Research

February 15, 2010

Emory PTSD experts train military

Department of Defense mental health clinicians learned how to use Virtual Reality Exposure Therapy (VRET) to treat military personnel with post-traumatic stress disorder in a training seminar Feb. 1-2 at Emory. Barbara Rothbaum and Maryrose Gerardi, Department of Psychiatry and Behavioral Sciences in Emory School of Medicine, participated as faculty members in the training program.

Josh Spitalnick, director of Research and Clinical Services at Virtually Better Inc. (VBI), and adjunct assistant professor in the Department of Psychiatry and Behavioral Sciences at Emory, secured a five-year contract with the U.S. Air Force and brought the training component to Emory. Virtually Better Inc. is an Atlanta company that designs and develops virtual reality applications for behavioral health interventions, research protocols and skills-based training initiatives.

Rothbaum, who serves as director of the Trauma and Anxiety Recovery Program at Emory, is a pioneer in the development of virtual reality therapy, and has been engaged in research related to VRET since 1993.

In addition, Rothbaum was involved in the development and testing of Virtual Vietnam exposure therapy program that was created in 1997 in partnership with Emory, the Georgia Institute of Technology and the Department of Veterans Affairs Medical Center in Atlanta. Virtual Vietnam laid the groundwork to create Virtual Iraq and other virtual reality PTSD applications.
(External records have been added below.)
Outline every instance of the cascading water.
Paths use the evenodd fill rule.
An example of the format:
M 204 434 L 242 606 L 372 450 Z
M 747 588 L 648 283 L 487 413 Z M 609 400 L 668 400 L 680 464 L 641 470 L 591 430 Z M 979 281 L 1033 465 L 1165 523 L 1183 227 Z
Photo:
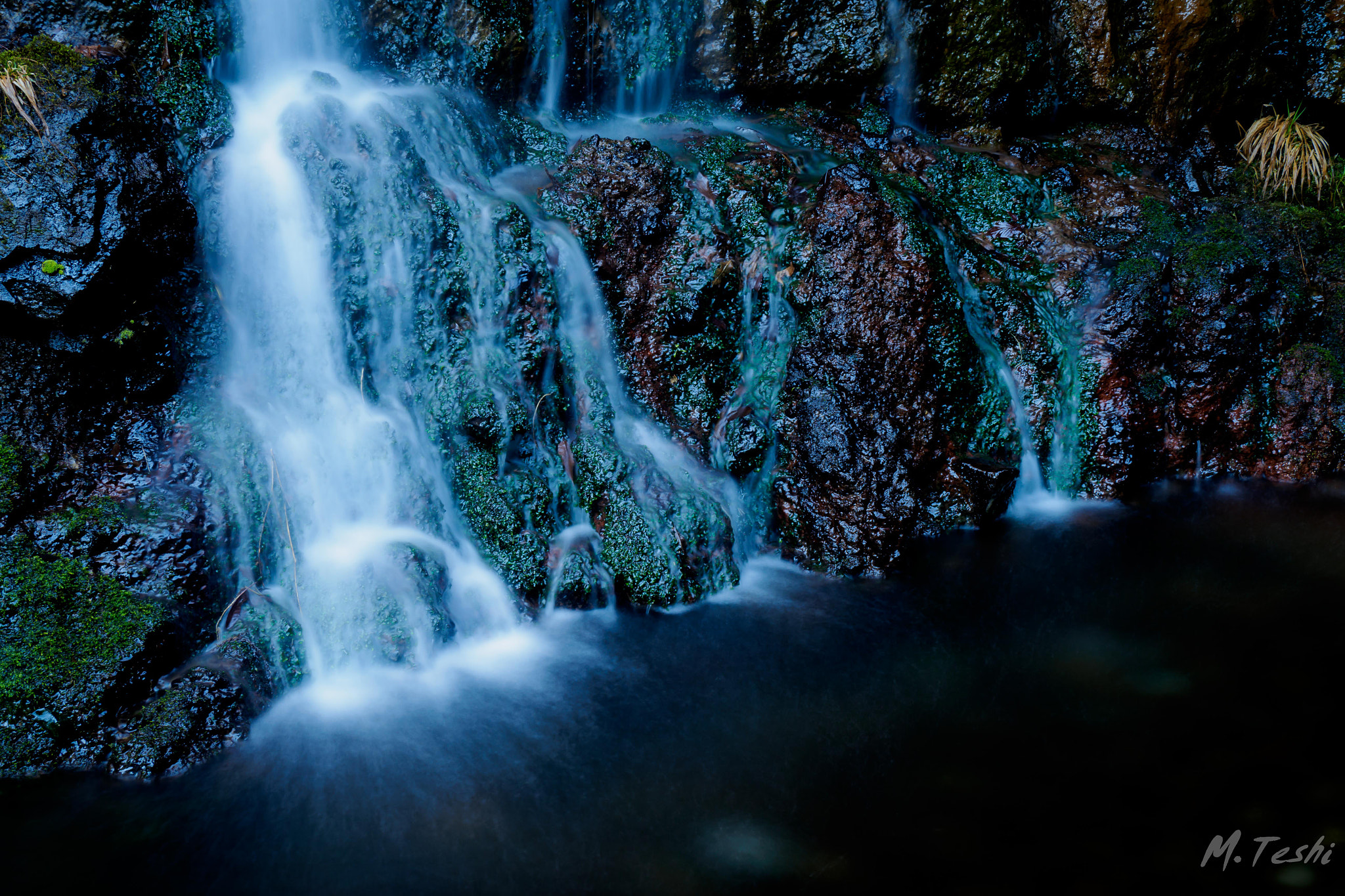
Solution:
M 534 0 L 531 79 L 535 106 L 555 116 L 565 99 L 568 66 L 582 64 L 590 106 L 631 118 L 668 109 L 677 93 L 698 0 L 607 0 L 589 4 L 582 42 L 572 47 L 568 0 Z
M 569 0 L 537 0 L 533 4 L 533 64 L 530 79 L 537 85 L 537 110 L 554 118 L 565 93 L 565 63 L 569 40 L 565 34 Z
M 473 427 L 512 434 L 490 478 L 550 490 L 518 535 L 546 545 L 545 606 L 574 575 L 613 604 L 580 494 L 608 457 L 675 596 L 689 552 L 695 594 L 732 582 L 760 543 L 760 501 L 627 396 L 578 242 L 508 176 L 492 185 L 510 160 L 480 102 L 350 69 L 311 24 L 316 1 L 241 12 L 235 136 L 199 193 L 230 330 L 215 466 L 239 600 L 278 665 L 420 662 L 455 634 L 515 623 L 516 592 L 455 497 Z M 555 306 L 539 375 L 510 329 L 525 301 Z
M 994 326 L 990 309 L 986 308 L 981 289 L 971 282 L 967 271 L 963 270 L 962 263 L 958 261 L 952 240 L 937 224 L 931 223 L 929 230 L 943 247 L 944 265 L 947 265 L 948 275 L 952 278 L 958 296 L 962 298 L 962 317 L 967 324 L 967 330 L 971 333 L 976 348 L 981 349 L 981 356 L 986 361 L 986 369 L 990 372 L 990 376 L 999 383 L 1001 390 L 1003 390 L 1005 396 L 1009 399 L 1009 408 L 1018 433 L 1021 458 L 1018 488 L 1014 492 L 1014 500 L 1030 500 L 1045 493 L 1045 481 L 1041 476 L 1041 461 L 1037 459 L 1037 445 L 1032 435 L 1032 419 L 1028 416 L 1028 407 L 1022 400 L 1022 388 L 1018 386 L 1018 377 L 1014 376 L 1009 361 L 1005 360 L 1005 353 L 999 348 L 999 343 L 995 341 L 990 332 Z
M 898 128 L 916 128 L 916 56 L 911 47 L 911 19 L 905 0 L 888 0 L 888 39 L 892 44 L 888 114 Z
M 464 141 L 443 141 L 459 124 L 445 103 L 340 64 L 311 24 L 324 12 L 243 4 L 235 133 L 203 189 L 230 330 L 221 392 L 239 412 L 242 469 L 217 465 L 242 536 L 235 568 L 243 591 L 297 621 L 315 672 L 424 657 L 451 627 L 516 617 L 413 387 L 437 235 L 401 153 L 420 129 L 432 176 L 479 171 Z

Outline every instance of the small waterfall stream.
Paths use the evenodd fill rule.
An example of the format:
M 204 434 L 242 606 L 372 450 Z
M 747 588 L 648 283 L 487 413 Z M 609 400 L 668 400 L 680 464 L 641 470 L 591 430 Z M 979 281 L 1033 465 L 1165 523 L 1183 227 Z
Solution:
M 905 0 L 888 0 L 888 32 L 892 62 L 888 66 L 888 114 L 898 128 L 917 128 L 916 55 L 911 47 L 911 20 Z

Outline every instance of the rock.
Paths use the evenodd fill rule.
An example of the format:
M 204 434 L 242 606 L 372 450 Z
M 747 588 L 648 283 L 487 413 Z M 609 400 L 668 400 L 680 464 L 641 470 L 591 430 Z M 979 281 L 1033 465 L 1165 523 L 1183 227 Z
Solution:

Rothbaum and Gerardi are co-investigators in an ongoing National Institute of Mental Health clinical trial being conducted Emory testing virtual reality therapy for returning Iraq/Afghanistan military personnel diagnosed with PTSD.

The Virtual Iraq module was developed by Skip Rizzo and colleagues at the Institute for Creative Technologies and School of Gerontology at the University of Southern California. Rizzo served on the faculty at the Atlanta training.

Another member of the training faculty, JoAnn Difede of Cornell University Weill Medical College, was part of a team who developed the Virtual World Trade Center application, which has been used to treat survivors of the World Trade Center attacks of 9/11.

The Department of Defense and Veterans Affairs Health System have VRET hardware and software at more than 30 sites around the country to treat returning service members diagnosed with PTSD, and further evaluate its efficacy.

The training was funded by the United States Air Force.